By Judy Ayala, LCSW, CDE
"There is only one acceptable response to give your child when he tells you his blood glucose is high, 'Thank you for checking.' Then you work together to get it back toward target."
Dr. Richard Rubin
Diabetes care is not easy for anyone. Your child needs your support in managing diabetes. One of the most common comments I hear from frustrated parents who have a child or teen with high A1cs is, “She just doesn’t care.” At that point, the child may roll her eyes, sit quietly, or respond, “I do care!” And the scene continues. “Then why don’t you just test, take your insulin and eat right!” Does this sound familiar?

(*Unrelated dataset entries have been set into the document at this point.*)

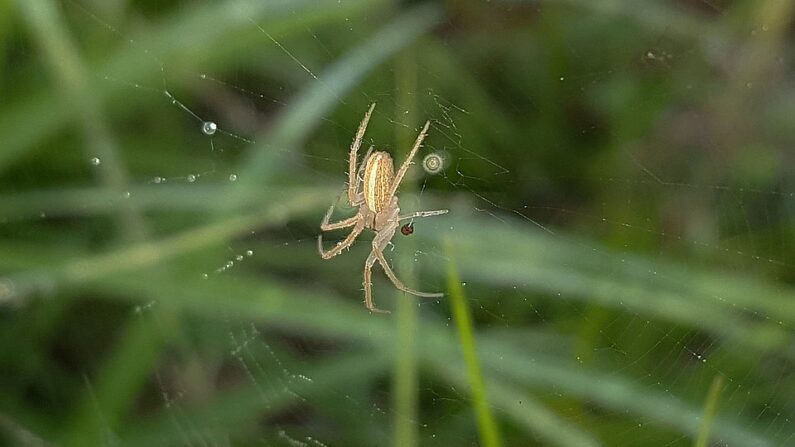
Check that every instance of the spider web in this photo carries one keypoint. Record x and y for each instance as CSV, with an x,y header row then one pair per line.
x,y
621,224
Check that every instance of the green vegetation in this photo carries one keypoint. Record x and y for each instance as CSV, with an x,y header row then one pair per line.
x,y
620,187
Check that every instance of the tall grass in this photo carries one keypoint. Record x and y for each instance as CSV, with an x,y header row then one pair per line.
x,y
628,274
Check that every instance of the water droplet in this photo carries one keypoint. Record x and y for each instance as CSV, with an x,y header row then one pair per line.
x,y
209,127
433,163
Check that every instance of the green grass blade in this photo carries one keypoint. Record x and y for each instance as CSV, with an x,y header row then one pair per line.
x,y
710,409
308,109
487,425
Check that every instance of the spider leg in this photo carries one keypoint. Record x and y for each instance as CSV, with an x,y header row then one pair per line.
x,y
353,178
379,243
344,223
368,285
405,166
358,197
422,214
342,245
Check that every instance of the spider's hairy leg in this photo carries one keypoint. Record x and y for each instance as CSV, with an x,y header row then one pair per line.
x,y
422,214
405,166
379,243
345,243
353,178
358,197
344,223
368,285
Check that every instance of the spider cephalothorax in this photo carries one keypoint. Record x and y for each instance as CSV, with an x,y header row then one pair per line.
x,y
372,187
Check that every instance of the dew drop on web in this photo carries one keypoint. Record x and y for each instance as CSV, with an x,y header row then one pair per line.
x,y
209,127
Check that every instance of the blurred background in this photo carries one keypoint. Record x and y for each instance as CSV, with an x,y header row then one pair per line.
x,y
617,261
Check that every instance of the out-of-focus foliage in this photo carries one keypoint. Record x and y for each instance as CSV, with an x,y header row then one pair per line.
x,y
621,216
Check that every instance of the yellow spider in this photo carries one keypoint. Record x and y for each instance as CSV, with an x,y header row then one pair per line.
x,y
378,208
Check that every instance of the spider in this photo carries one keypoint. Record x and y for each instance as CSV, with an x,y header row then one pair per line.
x,y
378,209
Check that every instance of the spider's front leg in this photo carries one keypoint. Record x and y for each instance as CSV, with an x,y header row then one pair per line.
x,y
358,222
353,177
422,214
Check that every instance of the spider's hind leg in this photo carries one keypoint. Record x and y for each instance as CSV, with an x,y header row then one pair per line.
x,y
379,243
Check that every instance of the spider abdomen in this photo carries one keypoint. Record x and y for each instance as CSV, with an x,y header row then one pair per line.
x,y
378,175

As a parent you are worried and anxious, but that worry and anxiety often comes out as blame and anger. Instead, think about what it would feel like to manage a disease that is inherently frustrating, requires juggling insulin, food and activity with daily stress, hormones and moving targets every minute of every day.
Here are some things you can do to help your child, and yourself, cope with the demands of managing diabetes:
There will always be ups and downs when living with diabetes. You can help your child by remaining supportive during those times when numbers are off, and by keeping in mind that yesterday’s numbers do not indicate today’s results. Children need parents who are anchors and keep them emotionally grounded when managing diabetes and other life challenges become stressful.